The Nickelodeon UK page describes Heffer as a "devoted friend" who "loves life". Heffer's lack of fear mostly stems from stupidity instead of genuine bravery. The Nickelodeon Southeast Asia website describes him as an "overgrown slob". Despite being obese, he can drive; unlike Rocko he does not wear seat belts, mostly because the seat belts do not extend enough for him to wear them comfortably. Also he seems to be a hopeless romantic at times as mentioned in "Sugar Frosted Frights", where he asks Filburt's shell while in an eight-ball mode if he will ever find true love.

Heffer holds several jobs: tree farmer, greenskeeper at a golf course, mail carrier, security guard, waiter at a café, and cashier.
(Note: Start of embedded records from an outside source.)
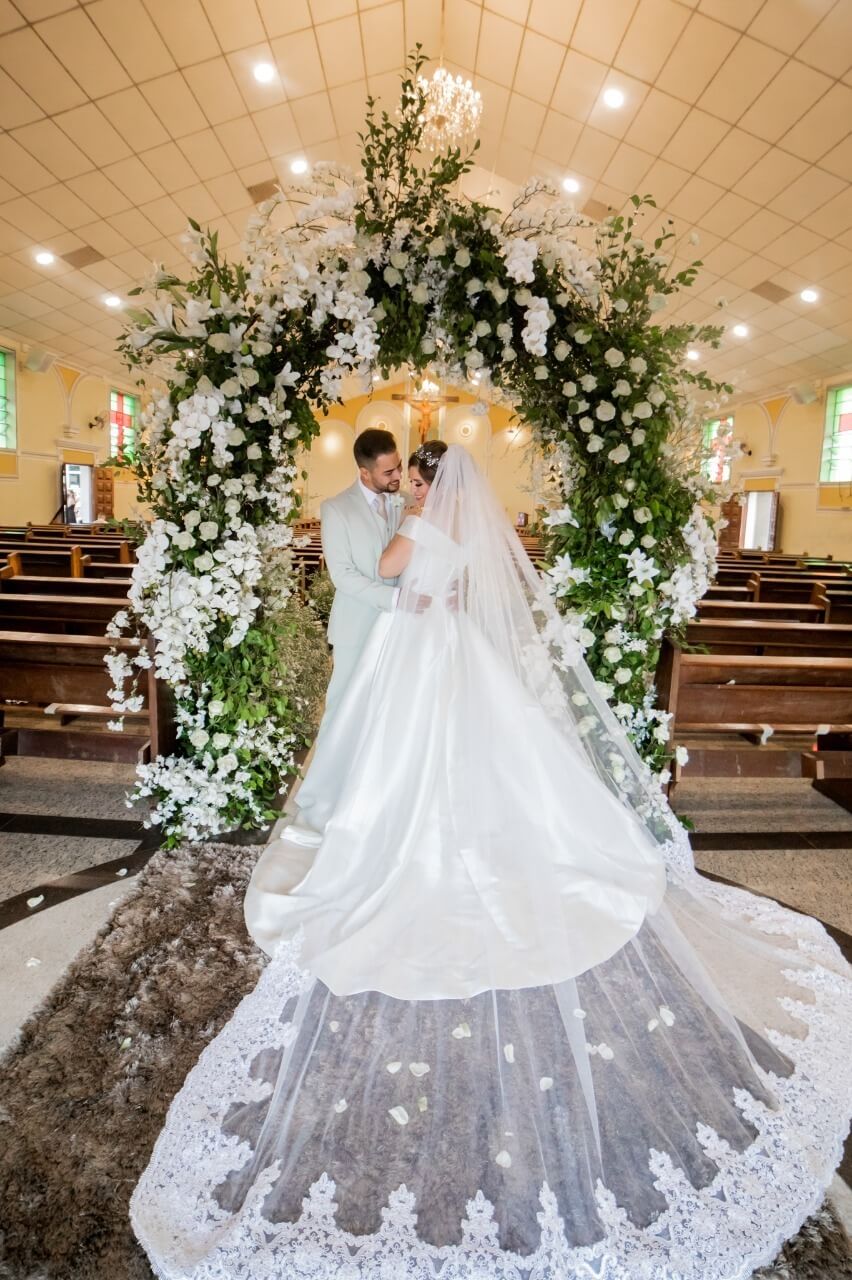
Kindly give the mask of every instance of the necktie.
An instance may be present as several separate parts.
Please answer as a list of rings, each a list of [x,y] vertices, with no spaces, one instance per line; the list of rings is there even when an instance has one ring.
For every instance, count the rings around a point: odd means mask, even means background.
[[[387,524],[388,509],[387,509],[387,503],[385,502],[385,495],[383,493],[376,494],[374,509],[379,519],[383,520],[385,524]]]

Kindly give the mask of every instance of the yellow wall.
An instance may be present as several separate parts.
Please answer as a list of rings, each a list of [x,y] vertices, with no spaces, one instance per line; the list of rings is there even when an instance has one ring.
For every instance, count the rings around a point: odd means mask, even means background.
[[[108,420],[112,387],[133,388],[59,361],[44,373],[30,373],[18,342],[0,333],[0,346],[17,356],[17,447],[0,451],[0,522],[44,524],[59,507],[60,463],[97,466],[109,456],[108,428],[90,430],[88,424],[99,413]],[[118,483],[116,515],[131,515],[135,508],[133,482]]]
[[[320,419],[318,438],[310,452],[299,458],[307,473],[301,482],[306,515],[318,515],[325,498],[352,484],[357,474],[352,445],[355,436],[368,427],[390,431],[403,458],[408,459],[419,443],[416,414],[404,402],[391,398],[404,391],[403,383],[377,388],[373,396],[357,396],[335,405]],[[436,415],[439,437],[470,450],[513,521],[519,511],[532,515],[536,503],[530,492],[529,432],[518,426],[507,409],[491,406],[487,414],[474,414],[473,396],[455,389],[451,394],[458,394],[459,403],[447,405]],[[407,480],[403,487],[407,487]]]
[[[852,376],[841,379],[852,381]],[[821,485],[825,391],[813,404],[774,396],[738,405],[734,438],[751,449],[737,458],[735,490],[777,488],[778,547],[784,552],[852,558],[852,484]]]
Despite his size, he can be unexpectedly nimble at times, most notably when he is roller skating. At the local skating rink, he is known as "The King", and performs his own skating routine at the request of the patrons. Heffer's biological father lives with a female cow named Joyce in a trailer in the Canoga Park section of the San Fernando Valley region of Los Angeles.

A shaved and elderly character resembling Heffer appears in the series finale of Camp Lazlo as the real scoutmaster; both him and the impostor were voiced by Tom Kenny. The character was designed to be Heffer himself and the scene featuring design was already animated but due to Nickelodeon and Cartoon Network's rivalry, Murray was forced to change his design to be legally distinct.